I have this very simple query, generated by my ORM (Entity Framework Core):
SELECT *
FROM "table1" AS "t1"
WHERE EXISTS (
SELECT 1
FROM "table2" AS "t2"
WHERE ("t2"."is_active" = TRUE) AND ("t1"."table2_id" = "t2"."id"))
ORDER BY "t1"."table2_id"
SET STATISTICS 10000
was set to all of the 3 columns.VACUUM FULL ANALYZE
was run on both tables.WITHOUT the ORDER BY
clause, the query returns within a few milliseconds, and I’d expect nothing else for 4 records to return. EXPLAIN output:
Nested Loop (cost=1.13..13.42 rows=103961024 width=121)

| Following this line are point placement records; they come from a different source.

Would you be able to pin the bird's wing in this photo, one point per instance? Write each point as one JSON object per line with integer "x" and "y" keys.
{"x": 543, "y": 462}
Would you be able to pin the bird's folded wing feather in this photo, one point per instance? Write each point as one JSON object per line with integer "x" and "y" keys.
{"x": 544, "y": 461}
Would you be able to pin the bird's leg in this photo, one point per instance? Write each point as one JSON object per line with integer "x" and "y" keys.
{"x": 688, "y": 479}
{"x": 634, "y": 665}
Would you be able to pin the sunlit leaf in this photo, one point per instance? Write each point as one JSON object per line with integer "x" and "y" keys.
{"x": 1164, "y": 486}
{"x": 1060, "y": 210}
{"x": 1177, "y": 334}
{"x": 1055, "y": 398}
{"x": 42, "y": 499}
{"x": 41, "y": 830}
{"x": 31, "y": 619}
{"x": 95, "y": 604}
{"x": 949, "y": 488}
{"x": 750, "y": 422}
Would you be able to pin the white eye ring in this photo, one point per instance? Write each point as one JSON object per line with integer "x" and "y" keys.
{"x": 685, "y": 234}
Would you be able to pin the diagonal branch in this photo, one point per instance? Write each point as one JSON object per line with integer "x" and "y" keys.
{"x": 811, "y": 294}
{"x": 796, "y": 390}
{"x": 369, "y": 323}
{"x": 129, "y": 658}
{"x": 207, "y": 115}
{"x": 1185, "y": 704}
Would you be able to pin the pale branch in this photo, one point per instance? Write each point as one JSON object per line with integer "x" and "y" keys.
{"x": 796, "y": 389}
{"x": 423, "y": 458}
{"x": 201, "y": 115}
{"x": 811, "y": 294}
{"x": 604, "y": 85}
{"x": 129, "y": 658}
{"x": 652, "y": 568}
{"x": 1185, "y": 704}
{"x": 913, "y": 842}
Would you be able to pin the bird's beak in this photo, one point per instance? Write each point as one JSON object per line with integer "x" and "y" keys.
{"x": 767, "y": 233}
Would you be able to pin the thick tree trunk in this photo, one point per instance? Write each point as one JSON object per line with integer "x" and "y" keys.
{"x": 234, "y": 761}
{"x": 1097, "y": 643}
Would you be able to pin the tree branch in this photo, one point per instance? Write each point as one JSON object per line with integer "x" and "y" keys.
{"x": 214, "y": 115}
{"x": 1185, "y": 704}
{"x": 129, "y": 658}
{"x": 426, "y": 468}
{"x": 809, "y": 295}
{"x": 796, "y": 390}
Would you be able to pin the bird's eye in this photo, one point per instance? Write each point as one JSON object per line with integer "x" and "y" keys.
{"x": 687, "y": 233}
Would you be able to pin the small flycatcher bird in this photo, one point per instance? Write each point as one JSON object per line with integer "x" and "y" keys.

-> Index Scan using table2_is_active_idx on table2 (cost=0.56..4.58 rows=1 width=8)
Index Cond: (is_active = true)
Filter: is_active
-> Index Scan using table1_table2_id_fkey on table1 t1 (cost=0.57..8.74 rows=10 width=121)
Index Cond: (table2_id = table1.id)
WITH the ORDER BY
clause, the query takes 5 minutes to complete! EXPLAIN output:
Merge Semi Join (cost=10.95..4822984.67 rows=103961040 width=121)
Merge Cond: (t1.table2_id = t2.id)
-> Index Scan using table1_table2_id_fkey on table1 t1 (cost=0.57..4563070.61 rows=103961040 width=121)
-> Sort (cost=4.59..4.59 rows=2 width=8)
Sort Key: t2.id
-> Index Scan using table2_is_active_idx on table2 a (cost=0.56..4.58 rows=2 width=8)
Index Cond: (is_active = true)
Filter: is_active
The inner, first index scan should return no more than 2 rows. Then the outer, second index scan doesn't make any sense with its cost of 4563070 and 103961040 rows. It only has to match 2 rows in table2
with 4 rows in table1
!
This is a very simple query with very few records to return. Why is Postgres failing to execute it properly?
Ok I solved my problem in the most unexpected way. I upgraded Postgresql from 9.6.1 to 9.6.3. And that was it. After restarting the service, the explain plan now looked good and the query ran just fine this time. I did not change anything, no new index, nothing. The only explanation I can think of is that there is was a query planner bug in 9.6.1 and solved in 9.6.3. Thank you all for your answers!